Я едва сдерживала едкую солёную воду, режущую глаза – не хватало ещё разреветься. Каплан с безапелляционной циничностью отмёл мои предрассудки – впился садистическим поцелуем, властно подчиняя своей похоти.
Чутким равнодушием и ненавязчивым натиском сокрушил вялые попытки освободиться из сладкого плена, остановить телесную пытку – удержал насильно, пока не сдалась, не обмякла. Как истинный джентльмен покорил манерами, с господскими замашками доминанта приструнил непокорную рабыню – заломил мои руки, победно сжимая объятия. Грубоватой нежностью уничтожил хрупкий барьер сомнений – обжигающим пылом загасил мысли о неминуемом и, весьма, плачевном будущем.
Ласками на грани боли приручил, заставил страстно изнывать от одного прикосновения… «его» прикосновения. Выполнять команды по требованию, будто питомец для дрессировщика – одно слово, жест – беспрекословное подчинение.

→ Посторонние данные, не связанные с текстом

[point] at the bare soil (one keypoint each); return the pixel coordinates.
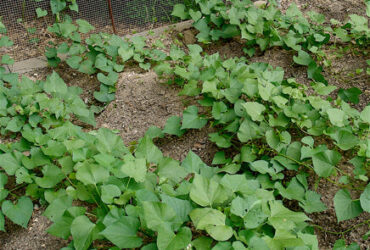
(142, 101)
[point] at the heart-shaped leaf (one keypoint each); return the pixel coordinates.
(19, 213)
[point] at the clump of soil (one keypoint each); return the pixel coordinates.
(140, 102)
(34, 237)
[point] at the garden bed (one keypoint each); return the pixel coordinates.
(143, 100)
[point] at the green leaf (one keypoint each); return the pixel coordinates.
(110, 143)
(159, 216)
(84, 26)
(110, 79)
(283, 218)
(74, 61)
(324, 162)
(365, 199)
(344, 137)
(213, 221)
(350, 95)
(52, 176)
(167, 240)
(82, 230)
(303, 58)
(20, 213)
(170, 169)
(191, 120)
(254, 110)
(278, 141)
(179, 10)
(108, 192)
(135, 168)
(89, 173)
(192, 163)
(9, 163)
(6, 59)
(54, 84)
(345, 207)
(123, 233)
(207, 192)
(365, 114)
(57, 6)
(337, 117)
(221, 140)
(312, 203)
(181, 207)
(41, 13)
(323, 89)
(147, 150)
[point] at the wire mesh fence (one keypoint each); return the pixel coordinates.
(30, 35)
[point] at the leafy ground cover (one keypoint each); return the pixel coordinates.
(278, 142)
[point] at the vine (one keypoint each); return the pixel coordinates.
(95, 188)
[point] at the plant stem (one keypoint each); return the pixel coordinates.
(343, 232)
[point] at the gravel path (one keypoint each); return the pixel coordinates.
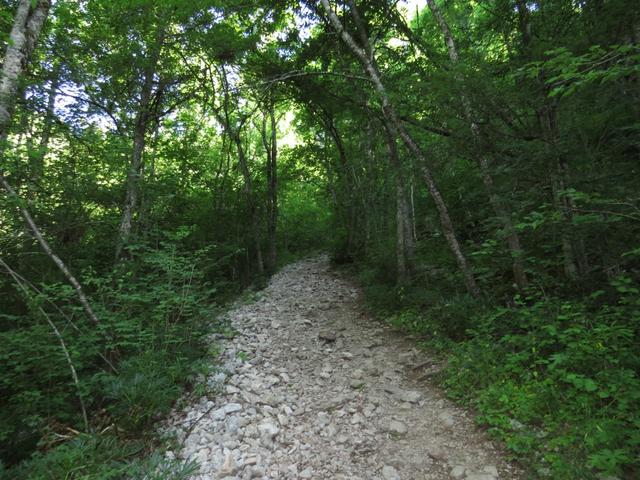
(313, 388)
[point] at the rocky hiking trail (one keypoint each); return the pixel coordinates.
(313, 388)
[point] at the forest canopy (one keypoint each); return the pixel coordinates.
(474, 163)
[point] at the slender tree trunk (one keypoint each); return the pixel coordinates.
(24, 34)
(271, 148)
(27, 24)
(49, 251)
(575, 262)
(142, 121)
(504, 217)
(405, 247)
(36, 159)
(61, 341)
(253, 210)
(365, 55)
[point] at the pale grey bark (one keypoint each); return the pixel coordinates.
(397, 129)
(28, 23)
(405, 247)
(504, 217)
(143, 119)
(574, 257)
(61, 341)
(270, 143)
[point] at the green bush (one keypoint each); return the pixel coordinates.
(558, 381)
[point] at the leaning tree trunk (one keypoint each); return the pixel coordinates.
(513, 239)
(366, 57)
(24, 34)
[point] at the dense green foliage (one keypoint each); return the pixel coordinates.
(477, 165)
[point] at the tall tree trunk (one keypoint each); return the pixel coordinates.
(500, 210)
(27, 24)
(253, 210)
(142, 121)
(575, 262)
(36, 158)
(24, 34)
(271, 149)
(365, 55)
(405, 247)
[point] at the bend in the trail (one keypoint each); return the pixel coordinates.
(315, 389)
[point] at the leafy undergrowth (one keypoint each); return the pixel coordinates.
(155, 313)
(556, 380)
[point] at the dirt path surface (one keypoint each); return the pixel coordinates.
(313, 388)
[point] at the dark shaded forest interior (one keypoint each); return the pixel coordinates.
(474, 163)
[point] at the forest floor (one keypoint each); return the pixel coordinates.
(311, 387)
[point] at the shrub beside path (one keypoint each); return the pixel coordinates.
(313, 388)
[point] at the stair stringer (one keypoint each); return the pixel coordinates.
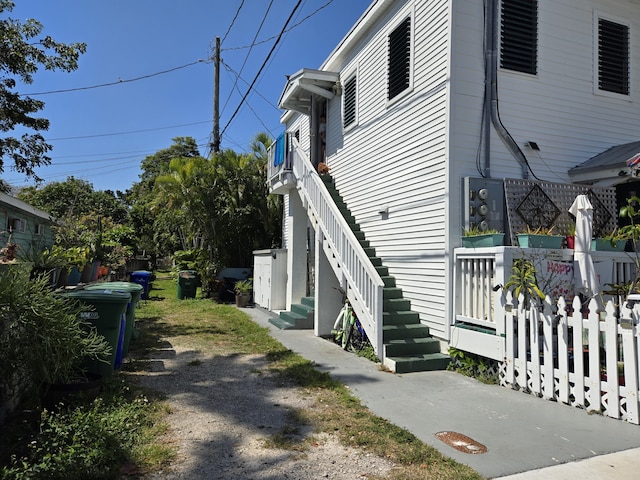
(346, 256)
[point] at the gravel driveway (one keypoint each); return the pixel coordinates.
(223, 408)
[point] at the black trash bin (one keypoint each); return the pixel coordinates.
(142, 277)
(187, 284)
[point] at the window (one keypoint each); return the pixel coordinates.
(16, 225)
(399, 59)
(613, 57)
(519, 36)
(349, 103)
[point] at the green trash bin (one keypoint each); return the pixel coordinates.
(187, 284)
(135, 289)
(110, 306)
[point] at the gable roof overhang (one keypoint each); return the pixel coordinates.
(608, 168)
(18, 204)
(302, 85)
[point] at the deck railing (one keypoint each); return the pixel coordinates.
(586, 358)
(480, 273)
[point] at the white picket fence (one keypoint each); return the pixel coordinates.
(588, 361)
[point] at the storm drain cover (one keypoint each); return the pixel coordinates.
(461, 442)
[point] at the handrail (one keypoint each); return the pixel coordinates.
(366, 286)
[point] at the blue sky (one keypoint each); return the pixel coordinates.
(102, 134)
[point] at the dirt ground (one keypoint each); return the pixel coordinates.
(225, 407)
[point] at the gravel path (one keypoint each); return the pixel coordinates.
(225, 407)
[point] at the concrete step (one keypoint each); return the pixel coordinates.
(418, 363)
(301, 309)
(411, 346)
(297, 321)
(281, 323)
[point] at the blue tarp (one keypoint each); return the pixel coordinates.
(278, 156)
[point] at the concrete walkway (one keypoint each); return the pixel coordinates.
(526, 437)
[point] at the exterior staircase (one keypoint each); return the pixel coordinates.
(408, 346)
(300, 317)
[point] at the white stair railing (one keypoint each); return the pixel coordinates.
(351, 261)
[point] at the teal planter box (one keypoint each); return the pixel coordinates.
(488, 240)
(526, 240)
(605, 245)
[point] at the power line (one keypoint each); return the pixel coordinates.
(286, 31)
(229, 69)
(120, 81)
(263, 65)
(235, 83)
(127, 133)
(232, 22)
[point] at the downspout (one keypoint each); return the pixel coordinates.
(491, 87)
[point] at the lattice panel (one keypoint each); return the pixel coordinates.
(561, 196)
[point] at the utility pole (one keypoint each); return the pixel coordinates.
(215, 145)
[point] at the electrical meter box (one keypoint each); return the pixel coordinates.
(484, 205)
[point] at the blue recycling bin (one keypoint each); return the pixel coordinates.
(136, 291)
(108, 319)
(142, 277)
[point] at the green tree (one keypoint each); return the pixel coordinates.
(223, 204)
(154, 225)
(23, 50)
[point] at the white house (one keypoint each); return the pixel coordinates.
(440, 115)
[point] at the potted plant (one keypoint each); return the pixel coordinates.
(242, 289)
(475, 238)
(541, 237)
(632, 232)
(43, 339)
(615, 241)
(523, 282)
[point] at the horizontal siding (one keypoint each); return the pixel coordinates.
(395, 156)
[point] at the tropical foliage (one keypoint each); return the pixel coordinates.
(25, 50)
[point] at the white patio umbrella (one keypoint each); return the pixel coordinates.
(584, 271)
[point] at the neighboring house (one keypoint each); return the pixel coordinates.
(24, 225)
(440, 115)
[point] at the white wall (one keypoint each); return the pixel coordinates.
(395, 156)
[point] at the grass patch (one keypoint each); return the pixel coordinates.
(224, 329)
(125, 427)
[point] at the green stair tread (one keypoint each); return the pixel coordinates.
(392, 292)
(302, 309)
(308, 301)
(400, 317)
(404, 331)
(396, 304)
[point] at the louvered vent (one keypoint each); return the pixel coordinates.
(519, 36)
(399, 58)
(349, 115)
(613, 57)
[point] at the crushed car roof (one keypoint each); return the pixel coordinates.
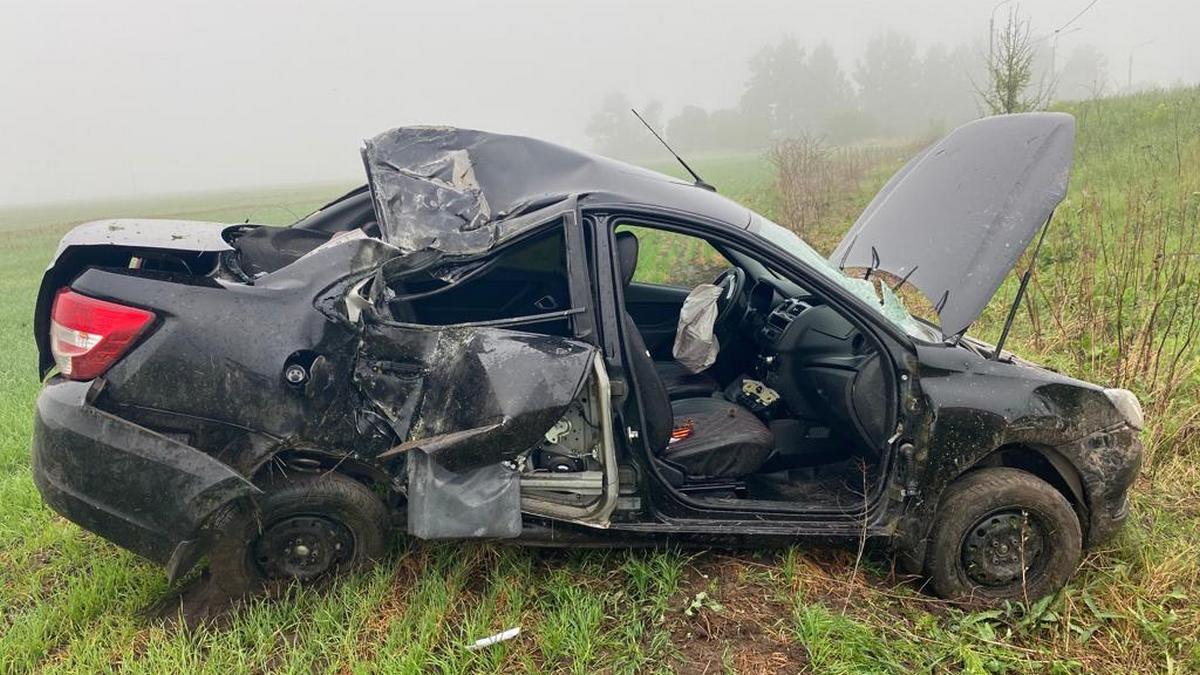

Бесцеремонно галантно приподняв, усадил на себя – не дал рухнуть, ведь теряла сознание под напором чувств. Заручившись поддержкой моего злейшего врага, – меня же самой – и, получив в дар право на безлимитное пользование, нагло хозяйничал в моей обители. Всеобъёмно завладел разумом. Поиграв, растерзал на кусочки душу. Хладнокровно мародёрничал в сердце. С лёгкостью поработил тело. С трепетной небрежностью мягко доказал, у нас впереди ещё есть целая ночь. «Убил» затяжным, жгуче-бесстыдным «танцем истлевших от желания». Смутиться, как, пожалуй, и возмутиться не успела – нырнула в омут с головой.